Poster presented at: Aurora Scientific Day; May 22, 2019; Milwaukee, WI.
Background: A recent study of 244 subjects looked into clinical outcome of colonoscopy based on the physician’s awareness of the positive stool DNA test result. The study compared unblinded unmonitored colonoscopy with blinded monitored colonoscopy.

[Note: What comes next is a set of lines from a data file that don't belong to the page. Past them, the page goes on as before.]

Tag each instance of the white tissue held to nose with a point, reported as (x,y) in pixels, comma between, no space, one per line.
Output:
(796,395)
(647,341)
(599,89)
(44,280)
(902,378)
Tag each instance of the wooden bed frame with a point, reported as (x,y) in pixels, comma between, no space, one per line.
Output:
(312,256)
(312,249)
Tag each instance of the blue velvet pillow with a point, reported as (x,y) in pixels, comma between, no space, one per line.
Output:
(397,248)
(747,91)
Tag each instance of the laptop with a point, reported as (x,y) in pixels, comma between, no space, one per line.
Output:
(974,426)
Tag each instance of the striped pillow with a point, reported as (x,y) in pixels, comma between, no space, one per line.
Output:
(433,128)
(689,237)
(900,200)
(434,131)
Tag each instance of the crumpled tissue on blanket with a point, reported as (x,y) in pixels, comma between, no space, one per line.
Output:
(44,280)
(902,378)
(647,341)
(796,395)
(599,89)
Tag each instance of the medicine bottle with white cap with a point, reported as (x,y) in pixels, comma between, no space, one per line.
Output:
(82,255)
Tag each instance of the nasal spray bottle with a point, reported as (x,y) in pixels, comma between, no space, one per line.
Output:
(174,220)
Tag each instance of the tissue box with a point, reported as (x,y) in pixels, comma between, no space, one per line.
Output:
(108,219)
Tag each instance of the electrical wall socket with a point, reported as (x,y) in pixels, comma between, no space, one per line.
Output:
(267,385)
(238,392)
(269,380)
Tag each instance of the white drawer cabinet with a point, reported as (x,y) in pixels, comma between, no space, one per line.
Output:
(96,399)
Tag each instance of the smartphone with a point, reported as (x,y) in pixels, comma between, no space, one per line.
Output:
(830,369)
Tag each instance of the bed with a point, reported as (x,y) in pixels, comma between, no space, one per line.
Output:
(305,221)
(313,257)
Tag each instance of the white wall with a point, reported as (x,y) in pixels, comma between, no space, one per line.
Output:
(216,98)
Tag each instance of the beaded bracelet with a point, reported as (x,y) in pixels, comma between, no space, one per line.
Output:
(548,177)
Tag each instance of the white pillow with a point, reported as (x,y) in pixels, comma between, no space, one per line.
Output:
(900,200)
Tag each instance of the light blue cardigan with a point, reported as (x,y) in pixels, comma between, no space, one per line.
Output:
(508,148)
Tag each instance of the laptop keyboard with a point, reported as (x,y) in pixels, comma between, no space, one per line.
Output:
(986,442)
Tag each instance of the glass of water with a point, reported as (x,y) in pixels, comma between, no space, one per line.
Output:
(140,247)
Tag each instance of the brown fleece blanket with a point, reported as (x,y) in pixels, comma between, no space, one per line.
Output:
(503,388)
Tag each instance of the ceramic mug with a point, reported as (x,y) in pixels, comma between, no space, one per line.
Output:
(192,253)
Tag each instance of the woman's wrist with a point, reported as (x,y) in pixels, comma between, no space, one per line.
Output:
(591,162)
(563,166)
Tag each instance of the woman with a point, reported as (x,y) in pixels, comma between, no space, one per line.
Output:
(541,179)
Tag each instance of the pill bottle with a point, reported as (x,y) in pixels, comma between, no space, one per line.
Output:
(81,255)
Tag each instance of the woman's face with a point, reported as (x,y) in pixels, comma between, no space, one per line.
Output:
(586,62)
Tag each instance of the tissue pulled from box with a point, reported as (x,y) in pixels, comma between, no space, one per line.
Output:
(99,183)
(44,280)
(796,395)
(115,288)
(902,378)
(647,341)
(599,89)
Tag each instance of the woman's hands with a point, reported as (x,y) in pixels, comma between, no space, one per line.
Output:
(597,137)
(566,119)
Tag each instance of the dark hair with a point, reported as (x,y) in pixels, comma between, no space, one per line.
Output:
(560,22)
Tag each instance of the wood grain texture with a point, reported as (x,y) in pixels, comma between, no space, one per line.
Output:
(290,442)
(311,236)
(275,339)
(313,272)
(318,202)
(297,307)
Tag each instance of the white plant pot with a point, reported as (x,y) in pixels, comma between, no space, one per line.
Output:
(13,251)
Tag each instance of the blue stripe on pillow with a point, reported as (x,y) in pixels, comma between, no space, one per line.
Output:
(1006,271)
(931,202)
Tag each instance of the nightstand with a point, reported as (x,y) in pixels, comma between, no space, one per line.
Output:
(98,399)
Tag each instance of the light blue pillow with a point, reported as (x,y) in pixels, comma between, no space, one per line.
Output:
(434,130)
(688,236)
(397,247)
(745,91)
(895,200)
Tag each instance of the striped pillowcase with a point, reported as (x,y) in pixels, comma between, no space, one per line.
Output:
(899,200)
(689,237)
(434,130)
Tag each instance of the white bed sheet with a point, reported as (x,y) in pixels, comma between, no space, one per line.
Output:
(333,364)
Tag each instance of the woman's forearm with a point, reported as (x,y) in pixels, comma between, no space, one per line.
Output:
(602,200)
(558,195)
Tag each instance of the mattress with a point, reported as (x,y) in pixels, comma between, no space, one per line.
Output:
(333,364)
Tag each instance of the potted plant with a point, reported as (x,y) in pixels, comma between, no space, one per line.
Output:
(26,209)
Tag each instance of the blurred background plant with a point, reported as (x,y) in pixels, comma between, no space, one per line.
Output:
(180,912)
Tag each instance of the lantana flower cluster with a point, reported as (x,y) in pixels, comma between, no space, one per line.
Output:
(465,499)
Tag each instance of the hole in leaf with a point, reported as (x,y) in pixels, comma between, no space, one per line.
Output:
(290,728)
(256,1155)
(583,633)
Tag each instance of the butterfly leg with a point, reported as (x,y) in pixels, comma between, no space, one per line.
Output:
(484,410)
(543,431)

Purpose: We present a larger real-life study on the impact of physician awareness of a positive stool DNA test on colonoscopy results.
Methods: Chart review of 1413 patients who had a positive stool DNA followed by documented subsequent colonoscopy was done. Attention was paid to the indication of the procedure in the colonoscopy report. A total of 5 patients were excluded; 3 of these had unknown indication and 2 a finding of “other carcinoma.” Findings were recorded and patients were divided into two groups. Group 1 included patients who had indication of “stool DNA testing” or its equivalent, while group 2 included all the other indications. Only the index lesion was recorded. Advanced adenoma was defined as an adenoma larger than 10 mm or that had high-risk features such as villous transformation or high-grade dysplasia. Nonadvanced adenoma was defined as an adenoma smaller than 10 mm with no high-risk features. Statistical analysis with chi-squared was done to compare the proportions. A P-value less than 0.05 was considered statistically significant.
Results: Of the 1408 patients, 979 (70%) had an indication of “stool DNA testing” or its equivalent, while 429 (30%) had another indication (to which we assumed the provider was not aware of the positive stool DNA testing). Results of group 1 and group 2 were as follows: Adenocarcinoma was found in 1.8% vs 1.4%, respectively (P=0.56); advanced adenoma was found in 24.8% vs 21.2%, respectively (P=0.14); >10-mm adenoma was found in 7.25% vs 6.99%, respectively (P=0.86); and nonadvanced adenoma was found in 28.7% vs 31.2%, respectively (P=0.57). Finally, no adenomas were found in 37.4% vs 39.2%, respectively (P=0.33).
Conclusion: Following a positive stool DNA test, 1 out of 3 colonoscopies are done without the physician’s awareness of the positive result. Fortunately, there was no difference in the outcome of colonoscopy whether the physician was aware of the positive result or not.